The regulator said that the American Deposit Receipts listed by the three telcos have a total market value of less than 20 billion yuan or $3.07 billion, which is equivalent to 2.2 per cent of the total equity of the companies.
 
“Even if delisted, the direct impact on the companies’ development and market operation is quite limited,” it said.
 
There was a 4.5 per cent decline in China Mobile’s shares in Hong Kong on Monday which was its lowest price since July 2007. On the other hand, drops of 5.6 per cent and 3.4 per cent were also experienced by the shares of China Telecom and China Unicom respectively compared to a 0.8 per cent fall in the benchmark Hang Seng Index.
 
They had not received any delisting notification from the NYSE, the three companies have said.
 
The delisting decision matched expectations, said Citic Securities analysts in a research note. “The three firms on average only have 1.5% of their shares listed in the U.S. and the rest in Hong Kong, have ample liquidity, and haven’t done any fundraising in the U.S. for 20 years.

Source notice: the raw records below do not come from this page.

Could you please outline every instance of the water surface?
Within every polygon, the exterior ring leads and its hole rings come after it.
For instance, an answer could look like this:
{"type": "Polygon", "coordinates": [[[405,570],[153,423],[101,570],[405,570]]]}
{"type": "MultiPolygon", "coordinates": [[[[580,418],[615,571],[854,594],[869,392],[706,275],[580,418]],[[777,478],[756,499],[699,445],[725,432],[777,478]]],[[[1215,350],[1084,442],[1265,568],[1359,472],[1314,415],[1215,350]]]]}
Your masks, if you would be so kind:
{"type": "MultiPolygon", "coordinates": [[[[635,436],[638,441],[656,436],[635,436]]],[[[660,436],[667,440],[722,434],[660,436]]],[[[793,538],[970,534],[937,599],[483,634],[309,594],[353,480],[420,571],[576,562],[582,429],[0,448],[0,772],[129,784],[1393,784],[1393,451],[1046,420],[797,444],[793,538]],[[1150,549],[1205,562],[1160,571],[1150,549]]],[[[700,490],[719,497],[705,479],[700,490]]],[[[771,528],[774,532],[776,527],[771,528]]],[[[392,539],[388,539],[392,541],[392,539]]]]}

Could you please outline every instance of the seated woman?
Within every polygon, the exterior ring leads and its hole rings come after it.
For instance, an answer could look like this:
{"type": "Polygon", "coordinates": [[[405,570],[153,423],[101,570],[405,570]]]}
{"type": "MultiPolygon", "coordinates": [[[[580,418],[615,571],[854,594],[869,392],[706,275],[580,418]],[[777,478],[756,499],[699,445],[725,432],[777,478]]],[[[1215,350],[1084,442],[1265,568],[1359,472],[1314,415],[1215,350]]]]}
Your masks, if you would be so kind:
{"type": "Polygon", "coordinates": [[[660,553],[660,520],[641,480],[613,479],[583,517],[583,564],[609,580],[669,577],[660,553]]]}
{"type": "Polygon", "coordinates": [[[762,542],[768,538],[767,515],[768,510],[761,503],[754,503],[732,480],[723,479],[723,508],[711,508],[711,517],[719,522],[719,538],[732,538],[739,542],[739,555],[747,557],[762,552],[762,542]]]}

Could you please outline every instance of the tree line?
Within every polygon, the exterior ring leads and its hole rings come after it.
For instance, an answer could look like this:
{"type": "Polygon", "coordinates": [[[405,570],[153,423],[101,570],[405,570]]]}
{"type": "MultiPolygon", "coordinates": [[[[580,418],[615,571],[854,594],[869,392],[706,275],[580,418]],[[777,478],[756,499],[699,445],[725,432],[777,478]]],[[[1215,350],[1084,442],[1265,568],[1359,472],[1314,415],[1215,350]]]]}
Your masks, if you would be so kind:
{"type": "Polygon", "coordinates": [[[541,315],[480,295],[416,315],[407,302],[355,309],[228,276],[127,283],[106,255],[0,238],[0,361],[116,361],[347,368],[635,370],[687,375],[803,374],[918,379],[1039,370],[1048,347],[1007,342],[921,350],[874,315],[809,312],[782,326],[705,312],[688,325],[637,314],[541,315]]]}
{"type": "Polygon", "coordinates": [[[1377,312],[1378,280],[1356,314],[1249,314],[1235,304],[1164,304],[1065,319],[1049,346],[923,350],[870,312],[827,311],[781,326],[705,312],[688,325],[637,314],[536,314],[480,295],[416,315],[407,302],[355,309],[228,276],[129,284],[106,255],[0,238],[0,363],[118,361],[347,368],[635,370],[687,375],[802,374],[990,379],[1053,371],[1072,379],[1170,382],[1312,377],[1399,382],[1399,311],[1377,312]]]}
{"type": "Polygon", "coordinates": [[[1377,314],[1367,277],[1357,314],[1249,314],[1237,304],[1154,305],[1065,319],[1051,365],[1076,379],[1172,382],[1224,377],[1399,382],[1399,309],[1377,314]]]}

Having shares listed in the U.S. will only pose more risk for them.”
 
In recent weeks, there has been a toughening of its hard-line stance against China by the administration of the outgoing US president Donald Trump. Dozens of Chinese companies were added to a trade blacklist in December by the US Commerce Department over allegations that China used those companies to gain access to civilian technology and use them for military purposes.
 
It would take “necessary measures” to safeguard the interests of Chinese companies, China’s commerce ministry said on Sunday.
 
“In recent years it’s been quite normal to see Chinese firms delist in the U.S. or have secondary listings in Hong Kong,” Citic analysts wrote on Monday. “With the delisting, the three telcos will get a chance to have their shares re-evaluated and reduce financial disclosure cost.”